Bonds

Treasurys edge higher after 7-year note auction

Treasurys


Treasurys rose on Thursday after the government's auction of seven-year Treasury notes, the final sale of $96 billion in new coupon-bearing supply this week.

The Treasury Department auctioned $29 billion in seven-year notes at a high yield of 2.258 percent. The bid-to-cover ratio, an indicator of demand, was 2.59.

Traders expected the new notes to price at yields of 2.28 percent, according to trading in the "when issued'' market.

Direct bidders, which includes some central banks and large asset managers, bought 33 percent of the notes, higher than their average 19 percent.
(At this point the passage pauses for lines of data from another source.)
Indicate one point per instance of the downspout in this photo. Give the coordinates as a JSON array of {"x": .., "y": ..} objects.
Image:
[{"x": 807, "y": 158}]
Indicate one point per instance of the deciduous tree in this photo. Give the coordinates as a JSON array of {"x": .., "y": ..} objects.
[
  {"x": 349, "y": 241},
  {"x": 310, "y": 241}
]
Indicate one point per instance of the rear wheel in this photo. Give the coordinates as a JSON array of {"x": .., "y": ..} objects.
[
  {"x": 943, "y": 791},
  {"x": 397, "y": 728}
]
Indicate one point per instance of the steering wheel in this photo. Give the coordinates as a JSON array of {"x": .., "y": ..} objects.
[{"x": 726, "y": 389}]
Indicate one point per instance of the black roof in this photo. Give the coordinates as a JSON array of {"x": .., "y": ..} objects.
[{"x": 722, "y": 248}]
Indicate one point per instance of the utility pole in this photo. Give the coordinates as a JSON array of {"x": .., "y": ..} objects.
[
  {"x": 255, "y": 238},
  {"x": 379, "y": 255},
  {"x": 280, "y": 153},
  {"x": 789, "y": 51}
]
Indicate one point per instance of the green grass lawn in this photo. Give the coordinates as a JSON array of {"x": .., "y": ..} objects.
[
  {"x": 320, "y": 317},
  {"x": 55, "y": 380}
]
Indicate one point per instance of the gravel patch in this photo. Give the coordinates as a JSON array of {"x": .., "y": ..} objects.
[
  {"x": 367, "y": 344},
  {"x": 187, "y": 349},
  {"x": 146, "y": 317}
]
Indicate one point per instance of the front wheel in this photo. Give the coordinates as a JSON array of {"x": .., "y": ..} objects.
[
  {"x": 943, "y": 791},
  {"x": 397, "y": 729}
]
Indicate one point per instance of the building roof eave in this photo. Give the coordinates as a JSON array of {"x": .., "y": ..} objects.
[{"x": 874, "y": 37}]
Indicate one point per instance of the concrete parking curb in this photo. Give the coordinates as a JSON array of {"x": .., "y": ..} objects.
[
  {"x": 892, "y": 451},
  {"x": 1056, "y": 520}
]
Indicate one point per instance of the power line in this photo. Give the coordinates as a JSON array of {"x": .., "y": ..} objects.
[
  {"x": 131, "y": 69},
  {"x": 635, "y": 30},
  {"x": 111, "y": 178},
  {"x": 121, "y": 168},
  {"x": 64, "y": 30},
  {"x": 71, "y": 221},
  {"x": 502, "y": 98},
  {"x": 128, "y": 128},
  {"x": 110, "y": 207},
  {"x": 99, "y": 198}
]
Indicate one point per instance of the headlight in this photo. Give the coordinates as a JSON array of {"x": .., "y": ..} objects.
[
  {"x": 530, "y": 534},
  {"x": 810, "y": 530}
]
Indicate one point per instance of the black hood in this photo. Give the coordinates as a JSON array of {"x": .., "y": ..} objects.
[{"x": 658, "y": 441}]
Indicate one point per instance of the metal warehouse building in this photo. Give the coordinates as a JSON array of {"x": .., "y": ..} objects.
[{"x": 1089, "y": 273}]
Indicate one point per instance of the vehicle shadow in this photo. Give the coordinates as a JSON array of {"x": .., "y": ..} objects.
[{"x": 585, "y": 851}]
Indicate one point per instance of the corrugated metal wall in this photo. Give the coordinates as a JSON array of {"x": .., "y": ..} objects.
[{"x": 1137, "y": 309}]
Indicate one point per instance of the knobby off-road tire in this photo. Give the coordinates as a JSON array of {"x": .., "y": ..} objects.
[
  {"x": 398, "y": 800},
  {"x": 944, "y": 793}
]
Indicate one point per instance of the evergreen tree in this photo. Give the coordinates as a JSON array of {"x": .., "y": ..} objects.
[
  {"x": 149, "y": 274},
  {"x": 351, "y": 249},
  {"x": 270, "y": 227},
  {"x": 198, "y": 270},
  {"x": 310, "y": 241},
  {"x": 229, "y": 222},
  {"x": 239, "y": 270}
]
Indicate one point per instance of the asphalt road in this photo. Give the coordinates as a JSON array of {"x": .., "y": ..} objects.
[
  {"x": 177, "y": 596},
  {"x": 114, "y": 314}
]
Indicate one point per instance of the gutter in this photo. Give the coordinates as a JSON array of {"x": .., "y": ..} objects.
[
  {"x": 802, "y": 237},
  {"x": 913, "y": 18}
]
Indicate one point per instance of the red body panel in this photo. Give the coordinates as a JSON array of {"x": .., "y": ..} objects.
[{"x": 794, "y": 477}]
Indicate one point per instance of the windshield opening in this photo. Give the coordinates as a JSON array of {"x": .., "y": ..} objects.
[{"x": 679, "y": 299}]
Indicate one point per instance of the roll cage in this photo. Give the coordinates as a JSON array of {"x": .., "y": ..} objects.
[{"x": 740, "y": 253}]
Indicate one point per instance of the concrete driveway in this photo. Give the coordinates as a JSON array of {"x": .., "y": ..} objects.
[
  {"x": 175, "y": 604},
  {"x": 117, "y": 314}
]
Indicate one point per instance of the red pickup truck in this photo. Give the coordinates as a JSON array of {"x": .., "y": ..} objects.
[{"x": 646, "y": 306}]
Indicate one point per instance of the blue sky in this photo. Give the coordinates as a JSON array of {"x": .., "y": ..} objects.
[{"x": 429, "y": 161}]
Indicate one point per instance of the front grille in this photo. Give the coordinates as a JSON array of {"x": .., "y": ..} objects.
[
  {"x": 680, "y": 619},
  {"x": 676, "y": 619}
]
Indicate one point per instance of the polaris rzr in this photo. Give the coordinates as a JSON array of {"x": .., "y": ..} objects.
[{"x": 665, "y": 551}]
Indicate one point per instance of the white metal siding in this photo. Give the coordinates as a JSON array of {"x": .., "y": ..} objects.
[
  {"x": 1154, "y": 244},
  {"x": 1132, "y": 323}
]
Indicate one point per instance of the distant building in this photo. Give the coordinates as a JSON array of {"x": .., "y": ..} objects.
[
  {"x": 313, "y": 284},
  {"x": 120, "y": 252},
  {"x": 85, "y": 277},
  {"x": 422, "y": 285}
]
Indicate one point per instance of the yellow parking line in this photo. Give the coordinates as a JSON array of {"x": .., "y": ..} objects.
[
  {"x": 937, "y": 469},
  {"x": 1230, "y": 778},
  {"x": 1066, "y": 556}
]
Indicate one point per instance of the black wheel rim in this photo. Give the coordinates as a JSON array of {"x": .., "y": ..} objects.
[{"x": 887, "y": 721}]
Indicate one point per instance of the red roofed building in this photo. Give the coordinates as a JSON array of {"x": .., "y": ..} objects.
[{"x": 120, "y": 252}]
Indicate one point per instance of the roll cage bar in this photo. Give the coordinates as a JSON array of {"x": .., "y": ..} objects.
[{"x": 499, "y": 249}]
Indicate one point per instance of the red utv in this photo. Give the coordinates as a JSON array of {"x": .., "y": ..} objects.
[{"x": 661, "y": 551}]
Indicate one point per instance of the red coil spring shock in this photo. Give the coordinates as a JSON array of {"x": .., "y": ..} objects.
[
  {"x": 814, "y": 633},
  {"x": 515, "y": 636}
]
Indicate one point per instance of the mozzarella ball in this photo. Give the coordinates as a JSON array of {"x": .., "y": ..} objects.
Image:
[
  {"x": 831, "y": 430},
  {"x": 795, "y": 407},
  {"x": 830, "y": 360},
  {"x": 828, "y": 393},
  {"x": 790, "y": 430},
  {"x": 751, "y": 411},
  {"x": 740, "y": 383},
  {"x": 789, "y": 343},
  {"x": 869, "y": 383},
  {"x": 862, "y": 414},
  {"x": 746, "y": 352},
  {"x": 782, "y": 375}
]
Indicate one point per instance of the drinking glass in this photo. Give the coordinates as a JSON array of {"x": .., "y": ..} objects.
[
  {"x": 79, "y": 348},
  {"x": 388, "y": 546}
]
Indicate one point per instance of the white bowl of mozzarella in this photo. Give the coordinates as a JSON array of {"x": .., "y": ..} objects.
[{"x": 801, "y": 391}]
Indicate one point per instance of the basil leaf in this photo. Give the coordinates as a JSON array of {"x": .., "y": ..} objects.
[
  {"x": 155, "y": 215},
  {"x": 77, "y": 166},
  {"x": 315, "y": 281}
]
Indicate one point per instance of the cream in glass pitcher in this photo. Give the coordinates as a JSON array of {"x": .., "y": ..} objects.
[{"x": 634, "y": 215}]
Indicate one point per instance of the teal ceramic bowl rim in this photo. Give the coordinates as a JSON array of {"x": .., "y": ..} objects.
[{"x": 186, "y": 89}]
"The recent auctions have shown a particularly strong investment fund demand both in January and February ... I think what we saw is continuing investment fund demand in the belly of the curve," said John Canavan, fixed income analyst at Stone McCarthy Research Associated in Princeton, New Jersey.

Investors may have been lured to the debt by the recent rise in yields, after Federal Reserve Chair Janet Yellen said the central bank could raise interest rates six months after its current bond-buying program ends, suggesting a potential rate hike as early as spring 2015.

"Although there has been some correction the last two days we are still looking at more attractive yields than we had been seeing and there is some sentiment that the initial response to the FOMC meeting has run its course," Canavan said.

Seven-year notes were last flat in price to yield 2.24 percent. The notes yields have fallen from a three-month high of 2.34 percent on Monday, but remain higher than the 2.14 percent area they traded at before Yellen's comments.

The spread between yields of five-year notes and thirty-year bonds narrowed to 179 basis points on Thursday, its tightest in five years.

Intermediate-dated Treasurys yields had jumped after Federal Reserve Chair Janet Yellen said the central bank could raise interest rates six months after its current bond-buying program ends, suggesting a potential rate hike as early as spring 2015, sooner than many expect.

"We backed up a little bit after the Fed meeting ... there haven't been any recent issues with supply,'' said Lou Brien, a market strategist at DRW Trading in Chicago.

Benchmark 10-year notes rose 7/32 in price to yield 2.67 percent, after edging as high as 2.72 percent immediately after the data. Meanwhile, 30-year notes rose 22/32 in price to yield 3.50 percent, after dropping below 3.50 percent earlier for the first time since July.

The spread between yields of five-year notes and thirty-year bonds narrowed to 180 basis points on Thursday, its tightest in five years. Intermediate-dated debt has underperformed longer-dated bonds since Yellen's comments, as investors adapt to the possibility of rate hikes sooner than expected.

Treasurys have been supported by safe-haven buying spurred by ongoing tensions over Ukraine, and as U.S. stocks have struggled to break above recent highs to new records.

Economic data on Thursday showed sturdy growth. The number of Americans filing new claims for unemployment benefits fell unexpectedly last week to its lowest in nearly four months, suggesting a strengthening labor market.

U.S. economic growth was 2.6 percent in the fourth quarter, up from the 2.4 percent the Commerce Department estimated last month, reflecting a stronger pace of consumer spending than previously estimated.